The SCA lost about $15 million every day the canal was blocked. Tolls provide about two percent of Egypt’s GDP. For six days, the blockage stopped about $9.6 billion of trade each day–$400 million and 3.3 million tons of cargo each hour ($6.7 million per minute). German insurer Allianz said annual trade growth could lose 0.2 to 0.4 percent for the year. The cost of renting ship to and from Asia and the Middle East increased 47 percent to $2.2 million.

Egypt considers extending another channel after paying $8 billion in 2015 for that process of 43.5 miles, over one-third the complete length. The SCA will also purchase two new tugboats, get the biggest dredger in the Middle East, and arrange for another five Chinese tugboats.

Almost all container ships headed to Europe from China’s factories go through the Suez Canal; the shutdown affected up to 15 percent of the world’s container shipping. Delayed oil supplies to Syria caused rationing for “basic services … such as bakeries, hospitals, water stations, communication centers, and other vital institutions,” according to the Syrian Ministry of Petroleum and Mineral Resources.

Bizarre QAnon conspiracy theories emerged from the blockage of the canal. An early one blamed Hillary Clinton for operating the ship with a cargo of child sex slaves. QAnon followers connected the name “Evergreen” on the side of the ship to the concealed Secret Service name for Clinton when she was first lady. Note the ship’s all sign of “H3RC”? It’s close to Clinton’s initials! And the falsehood that the ship’s captain looks like Monica Lewinsky! Elselehdar has little similarity in appearance to Lewinsky and wasn’t the captain.

In another viral—and false—Facebook post, the grounding was planned to raise prices. The falsehood claimed this was the first accident in the canal although three others closed the canal in the past two decades. The ship charted a course in the Red Sea like a giant penis before entering the Suez Canal, according to another post, giving credit to a hacker friendly to the QAnon cause who controlled the ship’s computers. The lengthy treatise compared the canal to a birth canal showing imminent unmasking of the deep state and worldwide changes. Resurrecting a 2018 post, supporters repeated “watch the water” because they believe the QAnon conspiracy is real regarding an occurrence on or near water. [Right: the QAnon “proof” board about its conspiracies.] 
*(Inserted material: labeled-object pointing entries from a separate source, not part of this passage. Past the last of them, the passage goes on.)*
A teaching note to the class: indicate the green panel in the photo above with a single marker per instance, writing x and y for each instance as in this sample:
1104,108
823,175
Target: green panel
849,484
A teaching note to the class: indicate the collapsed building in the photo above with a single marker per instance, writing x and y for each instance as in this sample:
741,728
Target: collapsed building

The disaster presages future disasters. China is dependent on the three-fourths of its oil consumed as well as four-fifths of iron ore for its infrastructure building in exchange for exporting goods to pay for oil and iron ore. Eastern Asia is vulnerable to maritime blockades in case of geopolitical conflicts. One suggestion is for world powers to manage the Suez Canal with international authorities while respecting the current leadership.

Even a short-term hit to the economy can cause problems. The U.S., already suffering from economic shutdowns from the pandemic, experienced disruptions of traditional buying patterns like those in Europe and China. Purchasing changed from eating out to ordering imported goods for working at home, and shipping costs from China to the U.S. doubled in less than a year. Metal shipping containers sat in some ports while others had a shortage, and COVID-19 resulted in fewer longshoremen while dozens of container ships waited for California ports. The lack of truckers caused more problems after goods were unloaded from shipping vessels. The Suez blockage came on the heels of the “big freeze” in Texas which stopped petrochemical plants. Global executives may drop its strategies reducing costs and consider the vulnerabilities of disasters like this one in the Suez Canal, especially after the supply chain interruptions from the coronavirus.

Meanwhile oil prices are going down again, and conservatives will forget about the usefulness of globalization until the next disaster.